Después del 28 de julio, las elecciones en Venezuela se convirtieron en ritual vacío. Sí, se realizan, pero bajo un abuso de poder sin precedentes: partidos intervenidos judicialmente, tarjetas anuladas sin justificación, inhabilitaciones ilegales, dirigentes secuestrados, y una criminalización abierta contra quienes defienden derechos, protestan o ejercen la acción política.

A este escenario se suma un rasgo aún más grave: el ejercicio del poder se ha vuelto altamente discrecional. Invocar la Constitución es apenas un recurso retórico. La institucionalidad, lejos de garantizar derechos, ha sido reconfigurada para forjar un mundo a la medida de la cúpula del PSUV. Todo está diseñado para sostener un orden en el que la ley no limita el poder, sino que se adapta a sus necesidades.

En este contexto, hablar simplemente de falta de transparencia del Consejo Nacional Electoral (CNE) es insuficiente. Lo que se impuso desde la directiva encabezada por Elvis Amoroso es un manto de opacidad que encubre una maniobra macabra: ciudadanos convocados a votar sin posibilidad real de elegir.

La respuesta popular ha sido clara: la abstención masiva frente a unas farsas electorales que no respetan la soberanía popular. Pero el poder aprieta la tenaza: primero inventa conceptos como «electores activos» para maquillar la pírrica participación, y ahora emite normas que prohíben los llamados a la abstención. Si eso no basta, entra en escena el Tribunal Supremo de Justicia (TSJ) para sentenciar que unas elecciones sin resultados sí son válidas. Quien ose discutir este absurdo corre el riesgo de ser judicializado, como ocurrió con la abogada María Alejandra Díaz, suspendida por acompañar legalmente una solicitud del Frente Democrático Popular que exigía al CNE publicar los resultados detallados de las presidenciales.

En el último año se consolidó un modelo de administración autoritaria. La lealtad a Maduro —ese "lo que diga Nicolás" convertido en catecismo— descansa en un sistema de premios y castigos: el miedo a la sanción y la esperanza de recompensa. El clientelismo reemplazó la adhesión a un proyecto que hace 25 años se presentaba como emancipador. Hoy, los símbolos de transformación revolucionaria se manipulan sin pudor para legitimar el desmantelamiento del salario y acusar de «traición a la patria» a quienes reclaman contratos colectivos.

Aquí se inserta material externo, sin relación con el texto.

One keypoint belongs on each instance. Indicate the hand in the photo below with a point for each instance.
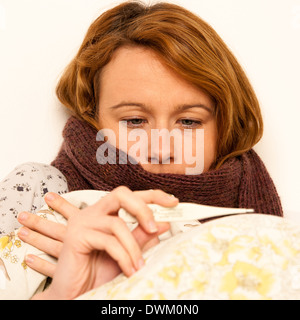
(96, 239)
(48, 236)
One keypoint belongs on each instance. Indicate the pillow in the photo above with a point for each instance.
(249, 256)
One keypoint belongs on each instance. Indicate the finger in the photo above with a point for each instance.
(144, 239)
(158, 197)
(41, 242)
(48, 228)
(40, 265)
(60, 205)
(122, 197)
(95, 240)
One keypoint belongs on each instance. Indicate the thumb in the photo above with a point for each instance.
(147, 240)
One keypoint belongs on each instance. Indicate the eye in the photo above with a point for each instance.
(190, 123)
(134, 122)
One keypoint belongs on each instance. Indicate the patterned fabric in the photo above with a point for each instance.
(238, 257)
(250, 256)
(24, 189)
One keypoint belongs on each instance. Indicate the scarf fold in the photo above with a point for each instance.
(241, 182)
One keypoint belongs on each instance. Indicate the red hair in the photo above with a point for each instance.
(189, 46)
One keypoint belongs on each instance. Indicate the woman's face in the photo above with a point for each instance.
(137, 91)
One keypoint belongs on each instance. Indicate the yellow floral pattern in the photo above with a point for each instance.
(250, 256)
(239, 257)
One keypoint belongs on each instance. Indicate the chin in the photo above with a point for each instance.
(164, 168)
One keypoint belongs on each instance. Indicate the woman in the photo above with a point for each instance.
(148, 67)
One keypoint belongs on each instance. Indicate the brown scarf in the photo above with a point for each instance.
(241, 181)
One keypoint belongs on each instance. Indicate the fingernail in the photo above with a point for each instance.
(22, 216)
(171, 196)
(152, 226)
(50, 196)
(23, 232)
(141, 263)
(133, 271)
(29, 259)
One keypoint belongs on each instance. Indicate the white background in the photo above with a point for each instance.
(39, 37)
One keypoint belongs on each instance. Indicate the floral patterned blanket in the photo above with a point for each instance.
(249, 256)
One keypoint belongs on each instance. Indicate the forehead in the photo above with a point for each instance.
(139, 74)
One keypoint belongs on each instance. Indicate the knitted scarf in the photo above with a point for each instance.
(241, 182)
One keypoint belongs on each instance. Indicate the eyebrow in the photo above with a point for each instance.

A un año de aquellas elecciones, Venezuela enfrenta una verdad inocultable: el país está secuestrado por un poder que, al perder el respaldo popular, optó por sustituir la legitimidad con la fuerza. Ante este escenario, los desafíos para las organizaciones revolucionarias, populares y auténticamente democráticas son enormes. El primero, y quizás más urgente, es impulsar nuevas formas de resistencia popular que fortalezcan las luchas por la restitución de la Constitución y la reconstrucción del Estado de derecho.

Las banderas de las y los comunistas son claras: exigir la renuncia de los rectores del CNE; la anulación por parte del TSJ de las intervenciones judiciales contra los partidos políticos; la aprobación de una amnistía general para los cientos de trabajadores, jóvenes, estudiantes y activistas políticos injustamente encarcelados, y la convocatoria inmediata a nuevas elecciones con plenas garantías democráticas.

Editorial de Tribuna Popular N° 3.064. Julio de 2025.